「子どもなのに体臭があるなんて……」と落ち込んでしまいそうになりますが、子どもの頭皮のにおいを気にする親は少なくありません。親としては不安になりがちですが、実は子どもならではの理由があるのです。生活のなかにある、におい改善のポイントを紹介します。

子どもは代謝が活発

においの原因は皮脂や汗から繁殖した雑菌です。頭皮は身体の中でも、皮脂や汗の分泌が多い部位で。大人でも頭のにおいを気にしている人は多くいます。
子どもは大人と比べてさらに皮脂の分泌が活発です。大人と違って子どもの身体は、身体をつくるためにたくさんのエネルギーが必要で、子どもの代謝は大人よりはるかに良いのです。体温も大人より高めなうえ動き回ることが多く、皮脂や汗の分泌がさらに増えます。
また、子どもの肌は敏感なのでちょっとしたことで炎症を起こしたり、フケが出てきたりします。こうして出てくる老廃物は雑菌のエサになり、さらに増殖を促します。
髪の毛がにおっていることも
頭皮ではなく髪の毛からにおいが出ることもあります。子どもの髪は長時間外で遊んで日光をたくさん浴びたり、海の塩水やプールの塩素に触れたりして、傷みがちです。ダメージを受けた髪の毛はにおいを吸着しやすく、いろいろなにおいが移ってしまいます。

シャンプーの方法に問題

頭のにおいが気になるときにはまず、シャンプーが正しくできていないということが考えられます。子どもは小学校に入るころには自分でシャンプーできるようになりますね。ただ、全体に手が届きにくかったり、遊びながらお風呂に入っていたりすると、うまく洗えていないかもしれません。きちんと頭全体に泡が伸びていない、またはすすぎ残しがあるという場合には、それがにおいの原因になってしまいます。たまに一緒にお風呂に入って、子どものシャンプーの仕方をチェックしてあげてくださいね。
シャンプーしすぎにも注意
お父さんやお母さんがきちんと洗ってあげてもにおいが消えない場合には、洗いすぎが原因の可能性もあります。汚れと一緒に頭皮に必要な常在菌まで流してしまうと、雑菌が繁殖しやすい環境ができあがり、においが強くなってしまうのです。シャンプーが子どもの頭皮には刺激がありすぎて、肌荒れを起こしている可能性も考えられます。
このようなときには一度、お湯洗いも検討してみましょう。髪の毛をしっかりブラッシングして汚れを浮かせてから、お湯だけでマッサージするように洗います。整髪料をつけていなければ、これだけで汗や皮脂汚れはだいたい落とせますし、頭皮に必要な油分や常在菌まで取り去ってしまうことがありません。

食生活

皮脂のにおいが強く出る原因は、食事の中の動物性脂肪にもあります。
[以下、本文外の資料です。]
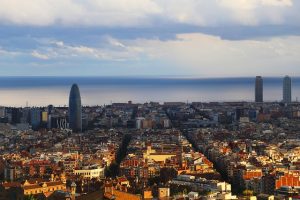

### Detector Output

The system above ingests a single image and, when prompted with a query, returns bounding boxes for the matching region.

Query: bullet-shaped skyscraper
[283,76,292,103]
[255,76,263,103]
[69,84,82,132]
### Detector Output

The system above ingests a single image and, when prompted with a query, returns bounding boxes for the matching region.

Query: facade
[283,76,292,103]
[74,168,104,179]
[69,84,82,132]
[255,76,263,103]
[30,108,41,130]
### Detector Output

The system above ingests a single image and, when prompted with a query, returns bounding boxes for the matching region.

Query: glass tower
[69,84,82,132]
[255,76,263,103]
[283,76,292,103]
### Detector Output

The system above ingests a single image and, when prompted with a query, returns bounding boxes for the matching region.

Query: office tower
[11,108,22,124]
[255,76,263,103]
[30,108,41,130]
[283,76,292,103]
[69,84,82,132]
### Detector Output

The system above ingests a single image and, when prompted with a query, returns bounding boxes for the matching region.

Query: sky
[0,0,300,77]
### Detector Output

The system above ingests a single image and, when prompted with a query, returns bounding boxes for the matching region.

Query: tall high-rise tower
[283,76,292,103]
[255,76,263,103]
[69,84,82,132]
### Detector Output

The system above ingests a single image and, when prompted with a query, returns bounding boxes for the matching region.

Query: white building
[74,167,104,179]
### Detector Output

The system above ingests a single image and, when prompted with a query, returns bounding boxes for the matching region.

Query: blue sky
[0,0,300,77]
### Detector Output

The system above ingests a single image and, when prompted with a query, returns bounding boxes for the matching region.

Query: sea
[0,76,300,107]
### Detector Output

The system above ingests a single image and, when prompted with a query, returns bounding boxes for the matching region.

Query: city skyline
[0,0,300,77]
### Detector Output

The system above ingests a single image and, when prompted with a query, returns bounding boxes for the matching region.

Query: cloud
[0,0,300,27]
[0,33,300,77]
[31,51,49,60]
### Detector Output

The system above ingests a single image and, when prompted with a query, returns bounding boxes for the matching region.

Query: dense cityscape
[0,76,300,200]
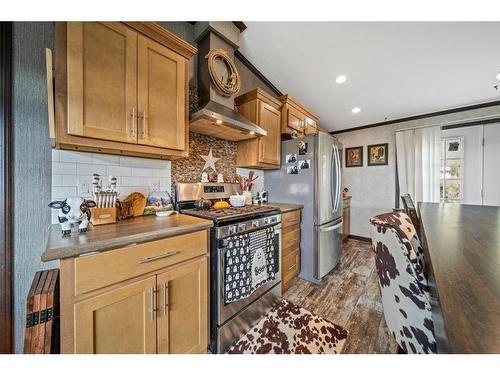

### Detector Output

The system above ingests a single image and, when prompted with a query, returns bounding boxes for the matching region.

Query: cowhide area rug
[228,300,349,354]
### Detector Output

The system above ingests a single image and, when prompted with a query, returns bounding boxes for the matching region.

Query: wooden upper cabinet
[74,276,156,354]
[53,22,196,159]
[278,95,319,135]
[235,88,281,169]
[138,35,188,150]
[68,22,137,143]
[157,257,209,354]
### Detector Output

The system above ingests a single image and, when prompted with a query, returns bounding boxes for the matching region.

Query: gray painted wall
[335,106,500,237]
[13,22,278,353]
[13,22,57,353]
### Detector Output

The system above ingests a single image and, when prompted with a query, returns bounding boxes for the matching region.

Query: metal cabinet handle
[139,251,179,264]
[163,281,172,316]
[141,111,148,138]
[130,107,137,138]
[319,221,343,232]
[149,287,155,320]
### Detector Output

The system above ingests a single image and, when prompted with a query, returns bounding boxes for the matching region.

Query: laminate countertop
[42,213,213,262]
[418,203,500,353]
[260,202,304,214]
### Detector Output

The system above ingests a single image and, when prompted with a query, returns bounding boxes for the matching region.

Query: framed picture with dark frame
[366,143,389,167]
[345,146,363,168]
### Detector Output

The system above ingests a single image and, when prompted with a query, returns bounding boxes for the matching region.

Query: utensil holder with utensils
[90,192,118,225]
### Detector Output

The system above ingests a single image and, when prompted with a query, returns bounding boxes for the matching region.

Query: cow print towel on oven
[228,300,349,354]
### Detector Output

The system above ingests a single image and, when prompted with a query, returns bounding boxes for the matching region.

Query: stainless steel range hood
[189,22,267,141]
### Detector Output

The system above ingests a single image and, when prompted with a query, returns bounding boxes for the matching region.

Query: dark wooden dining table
[418,203,500,353]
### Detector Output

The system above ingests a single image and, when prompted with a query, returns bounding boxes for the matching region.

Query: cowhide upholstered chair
[401,194,420,235]
[370,212,436,353]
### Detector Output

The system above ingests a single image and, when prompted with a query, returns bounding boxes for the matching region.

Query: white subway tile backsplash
[107,165,132,176]
[130,168,153,177]
[52,174,63,186]
[52,148,59,161]
[60,174,78,186]
[76,164,106,176]
[153,168,170,177]
[142,159,171,169]
[52,161,76,174]
[59,150,92,164]
[92,154,120,165]
[120,156,144,167]
[122,177,144,186]
[52,150,172,223]
[52,186,77,199]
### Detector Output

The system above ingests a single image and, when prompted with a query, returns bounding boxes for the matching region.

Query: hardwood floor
[283,240,398,354]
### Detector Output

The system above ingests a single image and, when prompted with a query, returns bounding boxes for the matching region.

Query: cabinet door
[287,107,304,133]
[74,276,156,354]
[257,101,281,165]
[304,117,318,135]
[138,35,188,150]
[157,258,208,354]
[67,22,137,143]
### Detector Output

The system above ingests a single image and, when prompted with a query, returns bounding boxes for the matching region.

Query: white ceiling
[240,22,500,130]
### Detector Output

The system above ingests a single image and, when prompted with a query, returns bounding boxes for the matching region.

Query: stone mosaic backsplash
[171,132,236,183]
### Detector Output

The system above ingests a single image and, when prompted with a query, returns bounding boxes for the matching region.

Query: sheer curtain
[396,126,441,203]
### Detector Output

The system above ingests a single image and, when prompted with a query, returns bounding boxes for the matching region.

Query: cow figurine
[49,197,96,236]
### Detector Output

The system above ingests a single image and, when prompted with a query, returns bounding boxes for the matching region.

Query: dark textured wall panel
[13,22,57,353]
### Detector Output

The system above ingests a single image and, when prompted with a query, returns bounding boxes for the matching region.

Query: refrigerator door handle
[330,144,337,214]
[334,144,341,212]
[319,221,342,232]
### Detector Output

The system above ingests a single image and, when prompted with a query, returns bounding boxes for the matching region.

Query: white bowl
[156,210,177,217]
[229,195,245,207]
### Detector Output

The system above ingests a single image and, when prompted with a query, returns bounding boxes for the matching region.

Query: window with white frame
[440,137,464,202]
バターやラードはあまりとらないようにして、オリーブオイルやコマ油など植物性の油に変えてみてくださいね。お菓子は生クリームを使った洋菓子よりも和菓子がおすすめ。過剰な塩分や油分はドロドロした汗の原因になります。スナック菓子やジャンクフードも、油が多いので注意しましょう。
食事はバランスも大切です。脂身の多いお肉だけでなく、成長のことも考えてタンパク質の多い赤身や鶏むね肉を選ぶようにしてあげましょう。お肉だけでお腹いっぱいにならないように、野菜も多めに取れるメニューをつくってあげるのもポイントです。

子どもの成長を見守りながらケアを

皮脂の分泌が多いのは子どもが成長しようとしている証です。元気いっぱい遊んで汗をかいたり、自分でシャンプーをしたりするのはとても良いことです。子どもの「やりたい」や「できる」を奪うのではなく、一緒に考えてサポートするかたちで、解決に導いてあげましょう。